Quando nos mudamos para a chácara do Raffo (bairro de Suzano, na Grande São Paulo), foi um alívio. O lugar tinha eletricidade! Até então tinha acompanhado meus pais no reconhecimento a dois ou três outros sítios, acho que em Jundiapeba ou Itaquaquecetuba. Eram lugares com ofurôs bem estranhos, escuros, de imigrantes japoneses que já tinham ido para melhor, e ficava me perguntando como é que iria ser a vida sem geladeira (pois eu ainda desconhecia a estória da refrigeração a querosene, ou mesmo do ferro a carvão…). E o pior, como é que iria negociar a cozinha com os fantasmas dos velhos proprietários, na base do lampião.
No Raffo, tirando o detalhe da luz, a estrutura que encontramos havia sido construída por outra família bem mais niponicamente original que a nossa, como nas demais chácaras que visitamos. O lugar tinha sido uma granja, que havia virado plantação de morangos. Meus pais tentaram prosseguir com os morangos, mas acho que faltou um pouco de algo para cuidar das frutas. Era necessário ficar sempre desbastando, passando chapinha e, de tempos em tempos, cobrir os canteiros com plástico preto. E eu achava meio estranho a maneira como a gente tinha que montar as cumbucas: colocar os morangos pequenos e os deformados por baixo e os grandes, bonitos só na camada de cima.
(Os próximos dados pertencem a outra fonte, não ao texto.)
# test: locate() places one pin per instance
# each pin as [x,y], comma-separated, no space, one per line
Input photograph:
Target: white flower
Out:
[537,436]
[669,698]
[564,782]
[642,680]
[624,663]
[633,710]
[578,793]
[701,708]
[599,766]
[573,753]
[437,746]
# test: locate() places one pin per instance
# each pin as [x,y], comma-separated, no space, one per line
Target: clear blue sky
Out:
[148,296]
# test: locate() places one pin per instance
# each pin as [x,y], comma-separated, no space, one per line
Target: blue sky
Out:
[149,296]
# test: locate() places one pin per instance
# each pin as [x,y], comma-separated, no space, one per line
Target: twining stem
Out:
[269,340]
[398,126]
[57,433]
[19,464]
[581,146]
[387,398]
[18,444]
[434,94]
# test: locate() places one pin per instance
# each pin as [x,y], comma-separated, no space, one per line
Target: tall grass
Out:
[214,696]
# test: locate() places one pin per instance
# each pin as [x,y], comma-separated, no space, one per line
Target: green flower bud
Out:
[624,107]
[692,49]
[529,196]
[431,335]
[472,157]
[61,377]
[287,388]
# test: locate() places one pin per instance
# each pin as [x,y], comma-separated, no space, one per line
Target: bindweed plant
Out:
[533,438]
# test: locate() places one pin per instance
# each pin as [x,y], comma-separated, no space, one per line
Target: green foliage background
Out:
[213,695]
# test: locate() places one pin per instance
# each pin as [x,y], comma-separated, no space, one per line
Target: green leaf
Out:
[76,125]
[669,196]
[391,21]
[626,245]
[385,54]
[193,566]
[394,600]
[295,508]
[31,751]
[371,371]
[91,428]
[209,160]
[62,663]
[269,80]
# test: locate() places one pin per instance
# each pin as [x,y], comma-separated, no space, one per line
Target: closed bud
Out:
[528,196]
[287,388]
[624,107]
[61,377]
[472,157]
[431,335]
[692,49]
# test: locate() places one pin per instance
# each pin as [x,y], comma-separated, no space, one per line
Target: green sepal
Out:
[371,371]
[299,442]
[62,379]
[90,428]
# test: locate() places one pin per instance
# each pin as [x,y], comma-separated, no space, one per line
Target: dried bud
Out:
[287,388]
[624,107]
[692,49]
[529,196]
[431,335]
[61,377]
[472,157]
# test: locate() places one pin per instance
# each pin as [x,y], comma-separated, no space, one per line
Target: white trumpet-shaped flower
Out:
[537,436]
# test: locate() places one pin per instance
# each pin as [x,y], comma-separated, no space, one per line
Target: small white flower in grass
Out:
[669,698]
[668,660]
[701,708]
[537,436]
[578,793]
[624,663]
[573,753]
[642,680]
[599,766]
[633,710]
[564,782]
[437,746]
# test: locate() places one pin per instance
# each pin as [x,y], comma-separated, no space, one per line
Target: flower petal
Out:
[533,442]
O que virou é que, pouco tempo depois, passamos a despachar alface, agrião e couve para os F-4000 dos meus tios feirantes e para o ceasa.
Mesmo rápida – durou uma estação a empreitada com os morangos – foi praticamente a única experiência vermelha da nossa temporada no Raffo. Houve algum momento depois uma tentativa com tomates, mas meu pai, pelos olhares, acho que teve um acidente grave com agrotóxicos e os tomates foram definitivamente abortados.
Ademais, tomates não eram morangos, e morangos eram doces, mesmo que a gente não pudesse comê-los, pequenos ou grandes, sob o risco da sempre iminente intoxicação.